Originally I assumed that the best way to do this was to have two branches: one for checkpoint commits whilst developing, and a second public one for containing the larger functional commits.

o--o--o--o--o--o--o--o--o  < --- checkpoint (dev) branch
  /  ___/ ______/
 /  /  __/
|  |  |
v  v  v
o--o--o                    <--- public branch ('proper' commits)

I tried various approaches to merging multiple commits from the checkpoint branch into single commits in the public branch, but couldn't find anything that worked.

I think the main problem with the 2 branch idea is that once you've rolled up the commits from one branch into a single commit in the other (e.g. with git merge --squash), they no longer match and so the branches don't have a recent common ancestor. This means git is unable to track the histories by checksum and so each subsequent merge results in conflicts that must be resolved by hand.

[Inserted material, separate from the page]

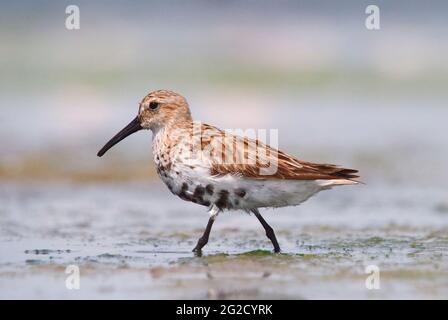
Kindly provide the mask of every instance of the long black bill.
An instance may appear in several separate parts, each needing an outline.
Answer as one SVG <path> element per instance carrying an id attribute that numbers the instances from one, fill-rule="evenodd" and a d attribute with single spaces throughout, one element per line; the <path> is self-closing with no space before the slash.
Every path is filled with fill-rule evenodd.
<path id="1" fill-rule="evenodd" d="M 142 130 L 143 127 L 140 124 L 140 120 L 138 117 L 136 117 L 134 120 L 132 120 L 123 130 L 118 132 L 112 139 L 109 140 L 108 143 L 104 145 L 104 147 L 98 152 L 97 156 L 102 157 L 107 150 L 112 148 L 114 145 L 116 145 L 118 142 L 126 138 L 127 136 L 130 136 L 131 134 Z"/>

I found the easiest way to get round this was to just copy the content over from one branch to the other rather than merging it. This could be done either by creating patches or by simply checking out the contents of one into the other with 'git checkout branch .' (i.e. checkout branch <path>). This removes the need to resolve conflicts, but the branches still don't share common ancestors. Ultimately you have to manage the branches separately - for example you have to pull external changesets into each branch individually.

In the end the best way turned out to be to dispense with the 2nd public branch all together and just operate in one. My method is as follows:

I tag the most recent public commit in the branch, and then perform lots of checkpoint commits as I code. When I'm ready to roll up the checkpoint commits into the next 'proper' commit I go back to the previous public commit with:

% git checkout public

Then, assuming master is the current branch I checkout the contents of the HEAD of the branch (i.e. all the checkpointed commits) into the working directory, but without moving the index:

% git checkout master .

Then I move the HEAD of the master branch to this point. I do this by deleting and recreating the branch again:

% git branch -D master
% git checkout -b master

Finally I commit the changes and tag this as the new latest public commit:

- git commit -a     
- git tag -f public

And that's it. Now I haven't been using this technique for long, so there's a good chance that something might trip me up in the future - If anybody can see a problem with this (or a better way) then I'd really appreciate a comment.